Mother announced to the receptionist that she would remain all day until paid. After everyone had left at 5 o’clock, the owner appeared, smiled at my mother, and asked how my father was. Mother replied that he was gravely ill, and that she had come for the check. The owner replied, “Oh, haven’t you been paid yet?” Mother said, “No.” The owner then reached into her purse, pulled out the paycheck, and handed it to my mother. Mother said, “Thank you,” and we left. Mother cried all the way home.

Years ago Jesus told a similar story. It is the parable of the importunate widow and the unrighteous judge. St. Luke tells us: And he told them a parable, to the effect that they ought always to pray and not lose heart. He said, “In a certain city there was a judge who neither feared God nor regarded man; and there was a widow in that city who kept coming to him and saying, ‘Vindicate me against my adversary.’ For a while he refused; but afterward he said to himself, ‘Though I neither fear God nor regard man, yet because this widow bothers me, I will vindicate her, or she will wear me out by her continual coming.’” And the Lord said, “Hear what the unrighteous judge says.

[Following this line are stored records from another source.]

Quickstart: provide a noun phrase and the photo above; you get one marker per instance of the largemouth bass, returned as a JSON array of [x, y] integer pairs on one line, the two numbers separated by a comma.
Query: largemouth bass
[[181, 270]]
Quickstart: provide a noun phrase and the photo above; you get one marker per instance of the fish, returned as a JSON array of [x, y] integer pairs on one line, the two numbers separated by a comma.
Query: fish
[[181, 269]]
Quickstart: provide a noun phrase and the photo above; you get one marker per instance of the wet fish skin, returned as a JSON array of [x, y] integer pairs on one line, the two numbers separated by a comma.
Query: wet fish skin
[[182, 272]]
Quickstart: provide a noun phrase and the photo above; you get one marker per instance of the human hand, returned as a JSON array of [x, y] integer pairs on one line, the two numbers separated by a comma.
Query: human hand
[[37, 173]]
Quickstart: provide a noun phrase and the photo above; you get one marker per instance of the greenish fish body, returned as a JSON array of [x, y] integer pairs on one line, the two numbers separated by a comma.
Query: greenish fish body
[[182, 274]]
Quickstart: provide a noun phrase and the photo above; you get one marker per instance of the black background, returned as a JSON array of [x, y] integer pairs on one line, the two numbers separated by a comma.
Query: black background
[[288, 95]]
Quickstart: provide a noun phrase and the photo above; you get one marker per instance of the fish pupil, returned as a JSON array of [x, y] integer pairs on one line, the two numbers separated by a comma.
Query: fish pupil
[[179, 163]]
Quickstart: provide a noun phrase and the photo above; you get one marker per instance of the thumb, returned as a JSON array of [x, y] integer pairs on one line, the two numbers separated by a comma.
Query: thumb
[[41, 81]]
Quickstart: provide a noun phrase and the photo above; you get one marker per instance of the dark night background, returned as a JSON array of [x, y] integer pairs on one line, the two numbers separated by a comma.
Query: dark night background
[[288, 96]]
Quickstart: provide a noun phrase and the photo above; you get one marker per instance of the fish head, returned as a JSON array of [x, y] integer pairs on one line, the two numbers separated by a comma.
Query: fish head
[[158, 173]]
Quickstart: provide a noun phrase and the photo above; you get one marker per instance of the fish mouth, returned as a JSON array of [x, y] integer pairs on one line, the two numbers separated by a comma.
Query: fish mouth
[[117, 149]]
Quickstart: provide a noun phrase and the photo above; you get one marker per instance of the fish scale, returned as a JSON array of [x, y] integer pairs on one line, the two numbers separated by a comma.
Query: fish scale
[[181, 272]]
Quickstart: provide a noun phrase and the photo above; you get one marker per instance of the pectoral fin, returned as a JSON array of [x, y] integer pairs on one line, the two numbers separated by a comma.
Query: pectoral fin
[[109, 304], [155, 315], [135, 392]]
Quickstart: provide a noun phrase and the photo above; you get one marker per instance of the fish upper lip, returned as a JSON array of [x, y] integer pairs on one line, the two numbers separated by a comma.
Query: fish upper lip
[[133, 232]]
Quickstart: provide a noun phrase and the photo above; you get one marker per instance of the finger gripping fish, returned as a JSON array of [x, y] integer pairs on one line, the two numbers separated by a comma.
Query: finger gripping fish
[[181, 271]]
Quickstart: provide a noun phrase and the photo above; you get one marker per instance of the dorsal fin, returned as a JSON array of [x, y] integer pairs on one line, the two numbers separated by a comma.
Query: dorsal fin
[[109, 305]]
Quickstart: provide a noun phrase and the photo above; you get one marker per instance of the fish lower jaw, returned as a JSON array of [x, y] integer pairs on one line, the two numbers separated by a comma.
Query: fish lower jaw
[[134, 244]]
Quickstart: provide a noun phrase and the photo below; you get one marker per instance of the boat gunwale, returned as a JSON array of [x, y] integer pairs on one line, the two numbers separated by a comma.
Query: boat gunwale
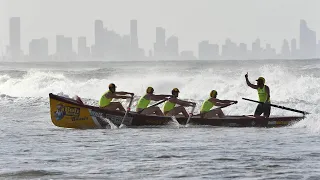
[[196, 117]]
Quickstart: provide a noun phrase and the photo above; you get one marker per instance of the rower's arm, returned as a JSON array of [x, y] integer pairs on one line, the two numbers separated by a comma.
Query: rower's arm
[[159, 97], [184, 103], [124, 93], [268, 93], [251, 85], [219, 102], [116, 96]]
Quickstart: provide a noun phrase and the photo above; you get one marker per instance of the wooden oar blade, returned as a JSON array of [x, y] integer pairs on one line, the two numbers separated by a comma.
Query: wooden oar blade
[[280, 107]]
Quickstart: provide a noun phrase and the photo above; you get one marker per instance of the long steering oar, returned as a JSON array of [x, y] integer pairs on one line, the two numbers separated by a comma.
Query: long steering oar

And will not God vindicate his elect, who cry to him day and night? Will he delay long over them? I tell you, he will vindicate them speedily. Nevertheless, when the Son of man comes, will he find faith on earth?” (RSV, Lk.18:1-8).

You and I are assured that God hears our prayers. We are encouraged to persevere. It is important for us to remember that prayer is not only contemplation and meditation, it includes action: the living out of our faith. If the unrighteous can be moved, how much more so does God, the Righteous, hear our tears? Amen.